Pernikahan Pahit

Pernikahan Pahit
Berubah


__ADS_3

Kau temukanku telah jatuh, dalam cobaan terdahsyat dari cinta. Ku telah tergoda aku tak setia, aku hianati kita. Maafkanku minta mengertimu. Karena ku tak mampu hindari rasa.


Izinkan aku sekali saja rasakan cinta yang lain. Sekali saja kuingin memeluknya dan cium bibirnya. Hanya untuk biarkan dia dan kenangannya berlalu.


_Eliza_


Eliza mendekat dan mencium bibir Bastian. Membuat lelaki itu membelalakan matanya. Ia tidak menyangka jika Eliza akan berbuat seperti ini.


"Mungkinkah dia memiliki perasaan yang sama sepertiku?" pikir Bastian.

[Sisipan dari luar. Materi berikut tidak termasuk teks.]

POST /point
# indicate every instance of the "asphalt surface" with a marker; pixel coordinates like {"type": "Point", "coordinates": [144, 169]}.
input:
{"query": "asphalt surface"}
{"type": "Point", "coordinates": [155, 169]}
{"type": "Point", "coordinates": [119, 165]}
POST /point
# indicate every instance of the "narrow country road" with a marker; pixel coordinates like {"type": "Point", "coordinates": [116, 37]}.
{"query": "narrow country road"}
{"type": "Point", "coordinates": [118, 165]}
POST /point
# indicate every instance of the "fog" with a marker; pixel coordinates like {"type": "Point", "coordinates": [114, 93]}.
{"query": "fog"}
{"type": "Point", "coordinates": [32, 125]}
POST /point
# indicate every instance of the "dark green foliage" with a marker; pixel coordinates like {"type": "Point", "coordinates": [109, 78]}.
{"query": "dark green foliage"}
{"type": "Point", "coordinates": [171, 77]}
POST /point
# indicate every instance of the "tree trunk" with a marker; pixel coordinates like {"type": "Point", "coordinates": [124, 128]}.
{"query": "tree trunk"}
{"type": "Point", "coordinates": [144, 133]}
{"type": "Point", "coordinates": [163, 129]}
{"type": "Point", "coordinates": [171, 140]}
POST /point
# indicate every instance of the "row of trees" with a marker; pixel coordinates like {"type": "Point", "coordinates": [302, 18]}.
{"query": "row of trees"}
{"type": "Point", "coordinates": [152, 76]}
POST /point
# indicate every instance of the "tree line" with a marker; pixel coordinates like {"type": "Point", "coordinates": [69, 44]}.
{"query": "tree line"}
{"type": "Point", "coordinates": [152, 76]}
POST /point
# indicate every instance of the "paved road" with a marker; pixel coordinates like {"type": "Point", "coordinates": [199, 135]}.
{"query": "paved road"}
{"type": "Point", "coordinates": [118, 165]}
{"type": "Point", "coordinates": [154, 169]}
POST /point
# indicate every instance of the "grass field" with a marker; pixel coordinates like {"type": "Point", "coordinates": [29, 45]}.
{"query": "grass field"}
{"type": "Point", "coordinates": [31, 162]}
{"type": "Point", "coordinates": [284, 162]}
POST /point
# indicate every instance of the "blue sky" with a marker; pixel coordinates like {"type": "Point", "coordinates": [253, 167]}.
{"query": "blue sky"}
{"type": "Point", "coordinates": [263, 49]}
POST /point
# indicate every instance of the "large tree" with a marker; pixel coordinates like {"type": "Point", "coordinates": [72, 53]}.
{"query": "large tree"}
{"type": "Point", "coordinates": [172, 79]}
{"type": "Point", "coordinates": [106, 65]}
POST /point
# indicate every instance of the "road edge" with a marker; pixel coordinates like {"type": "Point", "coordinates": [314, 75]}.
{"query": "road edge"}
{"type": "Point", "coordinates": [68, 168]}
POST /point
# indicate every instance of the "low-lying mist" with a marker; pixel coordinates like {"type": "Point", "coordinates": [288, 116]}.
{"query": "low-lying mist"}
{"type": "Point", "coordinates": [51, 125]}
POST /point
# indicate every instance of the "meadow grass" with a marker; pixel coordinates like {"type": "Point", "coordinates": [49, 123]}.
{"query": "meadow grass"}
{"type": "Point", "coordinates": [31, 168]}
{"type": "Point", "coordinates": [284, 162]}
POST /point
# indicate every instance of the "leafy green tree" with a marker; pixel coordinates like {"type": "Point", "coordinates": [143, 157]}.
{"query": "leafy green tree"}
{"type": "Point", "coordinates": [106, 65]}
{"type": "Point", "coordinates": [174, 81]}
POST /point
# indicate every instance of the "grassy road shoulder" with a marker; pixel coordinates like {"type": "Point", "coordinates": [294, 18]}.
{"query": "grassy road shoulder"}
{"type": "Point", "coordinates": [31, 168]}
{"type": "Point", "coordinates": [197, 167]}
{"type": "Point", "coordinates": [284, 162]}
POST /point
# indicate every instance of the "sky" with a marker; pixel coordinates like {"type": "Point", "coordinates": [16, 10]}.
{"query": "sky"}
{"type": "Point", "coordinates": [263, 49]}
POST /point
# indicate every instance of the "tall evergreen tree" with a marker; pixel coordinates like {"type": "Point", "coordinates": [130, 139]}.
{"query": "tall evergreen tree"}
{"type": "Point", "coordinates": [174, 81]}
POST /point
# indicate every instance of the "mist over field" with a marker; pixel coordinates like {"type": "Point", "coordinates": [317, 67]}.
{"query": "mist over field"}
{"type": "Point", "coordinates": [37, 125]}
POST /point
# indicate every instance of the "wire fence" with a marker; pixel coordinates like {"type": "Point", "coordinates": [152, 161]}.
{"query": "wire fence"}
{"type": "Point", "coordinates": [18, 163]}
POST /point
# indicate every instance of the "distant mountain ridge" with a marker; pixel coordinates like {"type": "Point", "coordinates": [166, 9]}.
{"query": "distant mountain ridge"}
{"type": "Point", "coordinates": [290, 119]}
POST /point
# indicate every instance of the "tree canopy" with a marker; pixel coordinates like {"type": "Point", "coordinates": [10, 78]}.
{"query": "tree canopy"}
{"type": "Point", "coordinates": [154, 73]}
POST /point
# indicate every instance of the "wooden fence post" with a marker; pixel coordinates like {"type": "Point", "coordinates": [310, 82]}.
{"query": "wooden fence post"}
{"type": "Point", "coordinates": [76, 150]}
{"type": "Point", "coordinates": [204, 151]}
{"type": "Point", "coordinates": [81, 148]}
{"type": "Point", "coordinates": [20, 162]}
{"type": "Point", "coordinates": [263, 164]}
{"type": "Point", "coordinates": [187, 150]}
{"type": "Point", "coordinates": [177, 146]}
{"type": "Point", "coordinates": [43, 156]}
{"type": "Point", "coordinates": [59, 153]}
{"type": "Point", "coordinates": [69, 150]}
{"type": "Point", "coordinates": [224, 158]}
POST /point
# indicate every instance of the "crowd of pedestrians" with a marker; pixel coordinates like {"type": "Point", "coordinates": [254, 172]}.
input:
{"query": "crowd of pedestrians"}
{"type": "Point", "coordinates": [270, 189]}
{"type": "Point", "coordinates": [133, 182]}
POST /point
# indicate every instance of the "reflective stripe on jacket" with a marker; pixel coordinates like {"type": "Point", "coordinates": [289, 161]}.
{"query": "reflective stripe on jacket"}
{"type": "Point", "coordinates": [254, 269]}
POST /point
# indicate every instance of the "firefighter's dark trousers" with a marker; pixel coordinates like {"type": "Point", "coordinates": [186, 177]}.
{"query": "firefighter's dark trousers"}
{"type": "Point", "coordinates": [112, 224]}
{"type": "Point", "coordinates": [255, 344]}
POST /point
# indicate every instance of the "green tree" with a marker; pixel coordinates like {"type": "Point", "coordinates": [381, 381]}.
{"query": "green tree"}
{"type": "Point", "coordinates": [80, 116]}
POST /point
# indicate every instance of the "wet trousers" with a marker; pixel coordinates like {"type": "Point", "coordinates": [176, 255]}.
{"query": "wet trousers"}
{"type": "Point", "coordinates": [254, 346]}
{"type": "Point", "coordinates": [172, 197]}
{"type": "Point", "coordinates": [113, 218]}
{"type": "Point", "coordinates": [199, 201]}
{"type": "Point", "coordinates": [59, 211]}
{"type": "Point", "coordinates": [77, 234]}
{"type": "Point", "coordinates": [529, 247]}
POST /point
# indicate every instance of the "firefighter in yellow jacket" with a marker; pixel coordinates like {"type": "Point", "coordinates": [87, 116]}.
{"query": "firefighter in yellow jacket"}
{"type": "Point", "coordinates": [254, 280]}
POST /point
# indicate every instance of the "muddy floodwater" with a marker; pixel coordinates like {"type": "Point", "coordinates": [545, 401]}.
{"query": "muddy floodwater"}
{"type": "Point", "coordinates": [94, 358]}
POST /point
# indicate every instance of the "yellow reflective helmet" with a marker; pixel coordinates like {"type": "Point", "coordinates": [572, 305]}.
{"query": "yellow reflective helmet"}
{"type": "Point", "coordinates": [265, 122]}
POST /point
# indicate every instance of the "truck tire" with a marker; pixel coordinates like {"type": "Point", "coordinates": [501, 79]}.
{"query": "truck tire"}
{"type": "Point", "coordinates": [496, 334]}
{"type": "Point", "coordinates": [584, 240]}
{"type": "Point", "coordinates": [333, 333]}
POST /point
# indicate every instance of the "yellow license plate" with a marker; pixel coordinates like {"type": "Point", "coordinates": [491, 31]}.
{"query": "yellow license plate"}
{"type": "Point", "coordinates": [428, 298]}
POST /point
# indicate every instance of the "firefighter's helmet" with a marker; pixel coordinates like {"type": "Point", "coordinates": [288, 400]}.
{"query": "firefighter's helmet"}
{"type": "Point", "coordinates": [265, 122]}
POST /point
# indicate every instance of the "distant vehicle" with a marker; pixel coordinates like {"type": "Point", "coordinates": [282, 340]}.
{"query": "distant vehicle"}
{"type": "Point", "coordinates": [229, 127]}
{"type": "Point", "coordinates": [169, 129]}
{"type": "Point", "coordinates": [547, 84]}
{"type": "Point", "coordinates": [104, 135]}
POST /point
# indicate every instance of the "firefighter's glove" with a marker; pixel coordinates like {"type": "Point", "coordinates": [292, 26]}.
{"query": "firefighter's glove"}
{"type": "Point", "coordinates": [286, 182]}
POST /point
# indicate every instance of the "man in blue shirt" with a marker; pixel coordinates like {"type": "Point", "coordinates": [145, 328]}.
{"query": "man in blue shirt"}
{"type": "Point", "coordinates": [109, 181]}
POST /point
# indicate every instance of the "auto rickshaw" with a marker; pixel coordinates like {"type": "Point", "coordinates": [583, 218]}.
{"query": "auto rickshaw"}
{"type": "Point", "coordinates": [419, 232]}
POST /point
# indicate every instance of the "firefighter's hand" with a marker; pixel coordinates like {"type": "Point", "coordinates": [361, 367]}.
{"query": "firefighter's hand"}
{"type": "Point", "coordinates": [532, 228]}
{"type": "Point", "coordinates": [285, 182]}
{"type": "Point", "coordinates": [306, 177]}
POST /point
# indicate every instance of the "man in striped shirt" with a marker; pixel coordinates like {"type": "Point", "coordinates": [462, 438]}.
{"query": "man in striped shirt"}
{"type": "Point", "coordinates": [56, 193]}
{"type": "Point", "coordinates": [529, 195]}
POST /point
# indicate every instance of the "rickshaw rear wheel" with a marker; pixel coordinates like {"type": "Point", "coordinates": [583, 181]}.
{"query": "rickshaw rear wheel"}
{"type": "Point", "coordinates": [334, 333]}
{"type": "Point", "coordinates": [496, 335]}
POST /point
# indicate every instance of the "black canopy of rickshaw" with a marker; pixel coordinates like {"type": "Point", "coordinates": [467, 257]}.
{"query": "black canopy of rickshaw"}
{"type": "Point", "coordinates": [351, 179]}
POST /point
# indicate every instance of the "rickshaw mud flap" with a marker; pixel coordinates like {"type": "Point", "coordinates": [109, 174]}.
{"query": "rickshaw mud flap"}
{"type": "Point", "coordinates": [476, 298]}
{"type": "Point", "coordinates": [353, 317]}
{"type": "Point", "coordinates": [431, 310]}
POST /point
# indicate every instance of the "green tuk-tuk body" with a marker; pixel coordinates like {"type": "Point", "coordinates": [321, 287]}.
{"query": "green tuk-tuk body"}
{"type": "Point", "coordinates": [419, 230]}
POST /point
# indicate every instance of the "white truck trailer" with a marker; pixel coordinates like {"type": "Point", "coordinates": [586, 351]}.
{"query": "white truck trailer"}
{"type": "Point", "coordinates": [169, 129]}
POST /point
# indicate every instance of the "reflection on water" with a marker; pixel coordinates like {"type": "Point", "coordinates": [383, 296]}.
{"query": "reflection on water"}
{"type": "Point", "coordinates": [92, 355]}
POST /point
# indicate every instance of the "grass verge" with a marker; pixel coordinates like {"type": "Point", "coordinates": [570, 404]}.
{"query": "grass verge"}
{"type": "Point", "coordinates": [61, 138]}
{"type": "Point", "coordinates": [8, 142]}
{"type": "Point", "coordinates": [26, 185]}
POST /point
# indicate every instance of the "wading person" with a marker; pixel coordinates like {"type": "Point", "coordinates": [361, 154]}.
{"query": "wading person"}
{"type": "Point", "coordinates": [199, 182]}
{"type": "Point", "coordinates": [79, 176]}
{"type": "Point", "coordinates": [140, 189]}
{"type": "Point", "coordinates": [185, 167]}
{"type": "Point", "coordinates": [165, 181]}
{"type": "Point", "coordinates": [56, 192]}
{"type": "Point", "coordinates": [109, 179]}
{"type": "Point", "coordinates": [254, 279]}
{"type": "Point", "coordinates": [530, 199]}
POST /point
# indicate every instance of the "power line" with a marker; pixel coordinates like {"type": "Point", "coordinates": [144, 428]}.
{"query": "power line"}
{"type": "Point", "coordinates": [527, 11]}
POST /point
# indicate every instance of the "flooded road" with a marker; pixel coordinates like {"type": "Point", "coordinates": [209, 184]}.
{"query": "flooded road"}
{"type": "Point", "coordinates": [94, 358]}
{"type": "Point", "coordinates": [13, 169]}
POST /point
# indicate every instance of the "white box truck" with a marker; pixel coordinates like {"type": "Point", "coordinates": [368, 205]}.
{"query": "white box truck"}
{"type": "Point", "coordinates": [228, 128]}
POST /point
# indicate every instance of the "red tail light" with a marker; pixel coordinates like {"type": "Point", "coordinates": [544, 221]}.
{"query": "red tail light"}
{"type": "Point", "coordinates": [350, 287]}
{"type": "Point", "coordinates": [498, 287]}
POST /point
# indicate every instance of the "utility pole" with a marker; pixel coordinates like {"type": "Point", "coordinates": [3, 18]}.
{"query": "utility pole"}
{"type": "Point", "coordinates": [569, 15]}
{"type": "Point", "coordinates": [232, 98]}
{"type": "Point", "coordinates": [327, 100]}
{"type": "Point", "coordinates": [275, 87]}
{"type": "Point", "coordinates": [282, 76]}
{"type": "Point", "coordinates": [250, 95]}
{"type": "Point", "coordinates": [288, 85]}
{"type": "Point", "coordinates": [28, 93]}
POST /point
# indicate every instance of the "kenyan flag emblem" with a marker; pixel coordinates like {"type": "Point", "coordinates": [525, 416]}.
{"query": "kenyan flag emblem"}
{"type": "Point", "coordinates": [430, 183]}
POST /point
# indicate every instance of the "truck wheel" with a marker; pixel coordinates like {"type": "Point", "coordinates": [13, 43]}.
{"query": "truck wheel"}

Eliza melepaskan tautan bibirnya, tapi dengan segera Bastian menyambarnya kembali. Seolah tidak ingin hal ini cepat berakhir. Dia bahagia setidaknya wanita yang ada di depannya sudah lebih dekat dengannya. Salahkah jika kini ia menuntut hal lebih untuk bisa memiliki wanita itu seutuhnya?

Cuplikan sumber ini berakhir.